Edith was not of the women who naturally analyze their own feelings
toward others over keenly, but one cannot live in a world without
sharing its mental peculiarities. The times are too introspective to
allow any educated person to escape self-examination. The century which
produced that most appalling instance of spiritual exposure, the
"_Journal Intime_" which it is impossible to read without blushing that
one thus looks upon the author's soul in its nakedness, leaves small
chance for self-unconsciousness.
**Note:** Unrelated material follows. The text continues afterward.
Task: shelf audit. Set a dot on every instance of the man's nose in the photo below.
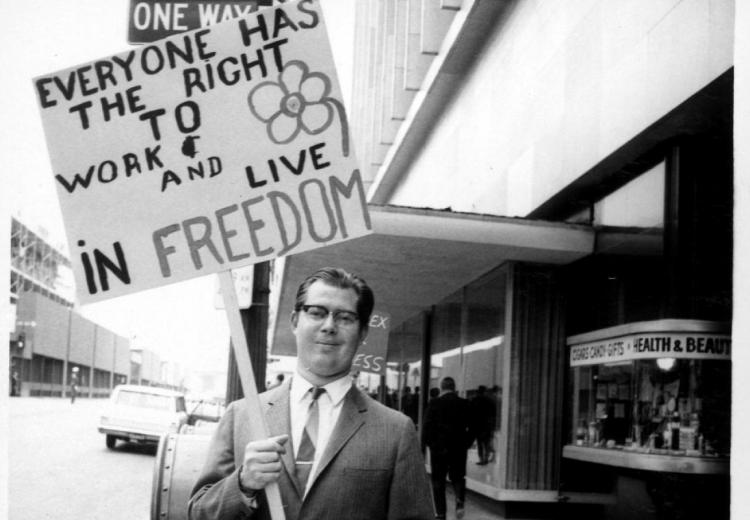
(329, 323)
Edith could not help examining her
mental attitude toward her companions, and it was perhaps a proof of
the sweetness of her nature that she found in her thought nothing of
that shortcoming in them, or reason for lack of fervor in friendship
other than such as must come from lack of intercourse.
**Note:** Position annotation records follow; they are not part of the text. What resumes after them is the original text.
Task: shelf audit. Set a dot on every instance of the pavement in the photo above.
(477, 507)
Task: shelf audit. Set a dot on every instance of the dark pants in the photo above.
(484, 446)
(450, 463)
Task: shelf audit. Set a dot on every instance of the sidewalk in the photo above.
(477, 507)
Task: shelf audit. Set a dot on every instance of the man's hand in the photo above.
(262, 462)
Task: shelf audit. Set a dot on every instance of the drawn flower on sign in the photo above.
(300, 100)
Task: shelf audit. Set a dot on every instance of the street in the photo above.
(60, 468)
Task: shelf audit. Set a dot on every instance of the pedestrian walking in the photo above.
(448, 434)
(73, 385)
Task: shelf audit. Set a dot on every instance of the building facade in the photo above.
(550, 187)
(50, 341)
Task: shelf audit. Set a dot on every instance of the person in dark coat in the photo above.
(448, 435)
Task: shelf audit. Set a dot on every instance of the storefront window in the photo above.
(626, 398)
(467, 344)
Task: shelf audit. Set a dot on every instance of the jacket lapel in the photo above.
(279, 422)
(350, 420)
Perhaps some train of thought not far removed from the foregoing made
her say, as the luncheon progressed,--
"Really, it seems to me as if life proceeded at a pace so rapid
nowadays that one had not time even to be fond of anybody."
"It goes too fast for one to have much chance to show it," Helen
responded; "but one may surely be fond of one's friends, even without
seeing them."
"If you will swear not to tell the disgraceful fact," Mrs. Frostwinch
said, "I'll confess that I abhor Walt Whitman; but that one dreadful,
disreputably slangy phrase of his, 'I loaf and invite my soul,' echoes
through my brain like an invitation to Paradise.